# crawdad issue !!!



## 1yeldud1 (Jan 26, 2010)

Ok - I have a crawdad that insists on digging holes under my wood shop and in the flower beds that my wife has planted around this building - I have made it my mission to "evict" this unwanted guest. We have locked horns and thus far he has won. I have made the decision to NOT use chemicals to rid my yard of this gentleman but I am in need of help anybody have any suggestions - I have tried filling in his holes with dirt, small rocks, and even moth balls. He is a WISE and CUNNING soldier. any suggestions - lol


----------



## 69BBNova (May 1, 2012)

I hate saying this but could you flood its entire den by running a water hose?


----------



## MT_Stringer (Jul 21, 2009)

Here is a solution guaranteed to work.


----------



## Magnum (Feb 5, 2010)

THIS LINK may Help.

Maybe I have the Wrong "Animal"??? I though these things lived in the Water, or nearby.

That LINK will take you to 1,000's of Homemade Crawdad Traps.

Similar to the one below. Believe it is to baited with Fresh Raw Fish. As Jim Said Raw Liver would also do the job.

*Just as long as I DON'T Have to eat that Stuff!! (LIVER) *

888888888888888888888888888888888888888888888888888888888888888888888888888888888888










888888888888888888888888888888888888888888888888888888888888888888888888888888888888


----------



## Finn (May 26, 2010)

Bait him with raw liver on a string. Will not let go of it so no need for a hook nor to harm him. We used to catch them by the hundreds to sell for fish bait.


----------



## JustJoe (Oct 26, 2012)

A quick google search taught me that racoons eat crawdads. Just let a couple loose under the house. When they're done eating shoot the racoons.


----------



## Magnum (Feb 5, 2010)

Oh My God!!! *" When they're done eating shoot the racoons."*

Joe! You're a Terrible Person! ....LOL….

Well …... Actually The Squirrels in my Attic drive me Nuts!! Might be a Good Solution to get rid of them!!

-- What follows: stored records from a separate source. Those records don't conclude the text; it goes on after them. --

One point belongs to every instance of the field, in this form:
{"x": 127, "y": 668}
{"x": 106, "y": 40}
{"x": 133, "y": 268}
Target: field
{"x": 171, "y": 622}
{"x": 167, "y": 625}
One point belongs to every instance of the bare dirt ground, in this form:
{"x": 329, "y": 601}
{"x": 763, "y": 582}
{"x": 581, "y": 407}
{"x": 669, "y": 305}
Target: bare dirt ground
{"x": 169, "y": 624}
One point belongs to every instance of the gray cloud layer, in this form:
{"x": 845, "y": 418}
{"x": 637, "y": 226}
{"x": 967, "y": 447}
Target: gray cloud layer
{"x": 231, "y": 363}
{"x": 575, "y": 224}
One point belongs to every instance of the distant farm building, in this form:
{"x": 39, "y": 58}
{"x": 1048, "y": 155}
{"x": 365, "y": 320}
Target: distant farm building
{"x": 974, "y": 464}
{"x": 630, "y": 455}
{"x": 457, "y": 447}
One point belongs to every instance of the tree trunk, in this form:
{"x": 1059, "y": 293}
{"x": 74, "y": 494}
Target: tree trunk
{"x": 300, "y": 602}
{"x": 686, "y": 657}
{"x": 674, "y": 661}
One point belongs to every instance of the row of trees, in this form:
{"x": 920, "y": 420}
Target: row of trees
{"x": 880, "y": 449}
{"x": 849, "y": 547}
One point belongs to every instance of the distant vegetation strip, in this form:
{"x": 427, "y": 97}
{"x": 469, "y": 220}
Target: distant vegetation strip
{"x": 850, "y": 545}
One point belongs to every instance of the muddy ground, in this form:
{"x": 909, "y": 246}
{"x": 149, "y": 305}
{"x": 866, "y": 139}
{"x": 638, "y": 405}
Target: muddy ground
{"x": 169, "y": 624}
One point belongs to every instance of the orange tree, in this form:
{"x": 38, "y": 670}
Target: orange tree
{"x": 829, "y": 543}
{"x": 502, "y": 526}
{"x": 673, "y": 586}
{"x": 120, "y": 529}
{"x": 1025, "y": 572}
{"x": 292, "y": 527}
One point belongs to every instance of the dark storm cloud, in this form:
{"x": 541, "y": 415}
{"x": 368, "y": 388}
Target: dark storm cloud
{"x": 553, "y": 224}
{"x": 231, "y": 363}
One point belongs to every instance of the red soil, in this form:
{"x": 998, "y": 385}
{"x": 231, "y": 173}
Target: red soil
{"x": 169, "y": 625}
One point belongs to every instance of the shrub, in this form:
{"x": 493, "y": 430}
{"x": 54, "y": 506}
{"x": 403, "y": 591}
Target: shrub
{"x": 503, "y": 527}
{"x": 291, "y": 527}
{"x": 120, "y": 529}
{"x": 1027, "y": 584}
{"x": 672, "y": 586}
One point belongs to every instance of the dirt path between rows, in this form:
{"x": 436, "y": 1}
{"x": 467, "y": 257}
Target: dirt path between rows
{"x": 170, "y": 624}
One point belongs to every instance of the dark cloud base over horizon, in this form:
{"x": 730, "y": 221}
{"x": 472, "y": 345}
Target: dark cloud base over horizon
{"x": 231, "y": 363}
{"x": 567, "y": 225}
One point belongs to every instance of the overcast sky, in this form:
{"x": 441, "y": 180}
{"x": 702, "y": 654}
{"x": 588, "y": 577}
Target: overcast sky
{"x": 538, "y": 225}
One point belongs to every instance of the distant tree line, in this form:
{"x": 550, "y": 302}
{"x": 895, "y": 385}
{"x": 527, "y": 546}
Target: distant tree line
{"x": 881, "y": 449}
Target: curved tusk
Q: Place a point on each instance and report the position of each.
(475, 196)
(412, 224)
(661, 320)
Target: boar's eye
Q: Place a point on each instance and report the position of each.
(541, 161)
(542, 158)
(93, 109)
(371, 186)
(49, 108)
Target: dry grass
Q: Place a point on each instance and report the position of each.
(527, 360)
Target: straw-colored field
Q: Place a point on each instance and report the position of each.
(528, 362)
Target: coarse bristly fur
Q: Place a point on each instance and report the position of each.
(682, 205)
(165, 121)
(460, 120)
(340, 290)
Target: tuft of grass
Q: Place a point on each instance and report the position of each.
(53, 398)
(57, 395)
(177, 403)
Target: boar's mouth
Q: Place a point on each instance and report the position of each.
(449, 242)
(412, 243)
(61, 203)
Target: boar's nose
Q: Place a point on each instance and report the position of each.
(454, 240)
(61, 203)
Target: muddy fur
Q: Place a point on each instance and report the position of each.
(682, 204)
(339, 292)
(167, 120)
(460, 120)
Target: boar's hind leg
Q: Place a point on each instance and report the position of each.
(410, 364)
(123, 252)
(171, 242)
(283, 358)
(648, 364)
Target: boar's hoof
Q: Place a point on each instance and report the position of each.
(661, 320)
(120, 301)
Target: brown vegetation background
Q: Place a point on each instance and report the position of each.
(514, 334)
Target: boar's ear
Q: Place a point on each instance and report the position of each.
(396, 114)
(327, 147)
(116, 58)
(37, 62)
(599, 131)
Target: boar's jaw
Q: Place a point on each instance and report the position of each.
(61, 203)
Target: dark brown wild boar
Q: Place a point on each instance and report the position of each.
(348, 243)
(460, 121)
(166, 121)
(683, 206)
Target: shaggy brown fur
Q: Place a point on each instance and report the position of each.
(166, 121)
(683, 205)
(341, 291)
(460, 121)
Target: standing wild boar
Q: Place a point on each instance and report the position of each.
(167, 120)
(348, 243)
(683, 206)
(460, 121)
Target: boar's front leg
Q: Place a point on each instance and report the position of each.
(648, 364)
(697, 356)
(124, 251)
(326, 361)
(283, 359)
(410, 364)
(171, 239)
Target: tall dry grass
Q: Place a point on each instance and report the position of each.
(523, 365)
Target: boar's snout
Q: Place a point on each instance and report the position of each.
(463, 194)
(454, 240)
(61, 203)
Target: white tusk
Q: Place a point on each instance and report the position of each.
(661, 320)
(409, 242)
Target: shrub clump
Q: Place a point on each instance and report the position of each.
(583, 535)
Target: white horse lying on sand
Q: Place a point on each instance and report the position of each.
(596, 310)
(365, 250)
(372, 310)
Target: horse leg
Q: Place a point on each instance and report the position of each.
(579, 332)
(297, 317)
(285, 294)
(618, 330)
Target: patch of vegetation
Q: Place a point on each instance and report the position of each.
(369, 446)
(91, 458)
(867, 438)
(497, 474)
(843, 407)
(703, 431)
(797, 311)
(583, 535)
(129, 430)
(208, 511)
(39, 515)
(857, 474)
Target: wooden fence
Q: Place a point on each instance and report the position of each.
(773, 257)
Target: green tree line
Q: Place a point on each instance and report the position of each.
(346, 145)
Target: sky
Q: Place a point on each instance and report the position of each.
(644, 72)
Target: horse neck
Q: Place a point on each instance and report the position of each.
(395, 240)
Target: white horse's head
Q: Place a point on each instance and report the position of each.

Changed my Mind ….. *Thanks Joe!!*


----------



## renners (Apr 9, 2010)

I'd have thought a 5 iron would do the trick.


----------



## DonBroussard (Mar 27, 2012)

Crawdads (aka crawfish) are scared of people, especially those in south Louisiana. Crawfish are food to us. I can send you a recipe for crawfish étouffée-you can post it by his house and it should make him run away FAST!


----------



## 1yeldud1 (Jan 26, 2010)

LOL - thanks for the ideas - this creature and I are at battle - I will give the ideas a try - possibly water under the floor wont work now as it is 10 degrees in Missouri - I promise i wont EAT the liver OR the crawfish - Keep coming with the ideas as this guy is hard to catch !!


----------



## Picklehead (Feb 12, 2013)

Ok, I gotta get clarified. I, like Rick, am thinking of a crayfish, a little lobster-like creature that lives in water? Do these things burrow like moles? Is this the same animal? Smallmouth love crawdads/crayfish! Maybe I can catch one of those in the spring and send it to you to put under your shop.


----------



## juniorjock (Feb 3, 2008)

This critter is kinda like what you find in the creeks and rivers, but is a hell of a lot tougher. I'm not sure that a small mouth would give them a second look. I have caught a few of these monsters by dangling a night crawler down in one of their fresh holes. Just wait for the bite, then gently pull them up. And yes, they do burrow like moles. These things usually leave a pile of mud where their "door" is.


----------



## CharlieM1958 (Nov 7, 2006)

All you need is a small gator!


----------



## juniorjock (Feb 3, 2008)

10-4 on the gator . . . .


----------



## lightcs1776 (Nov 14, 2013)

I don't know how to catch 'em., but I sure do know how to eat 'em. I love having crawdads when I visit the beautiful South.


----------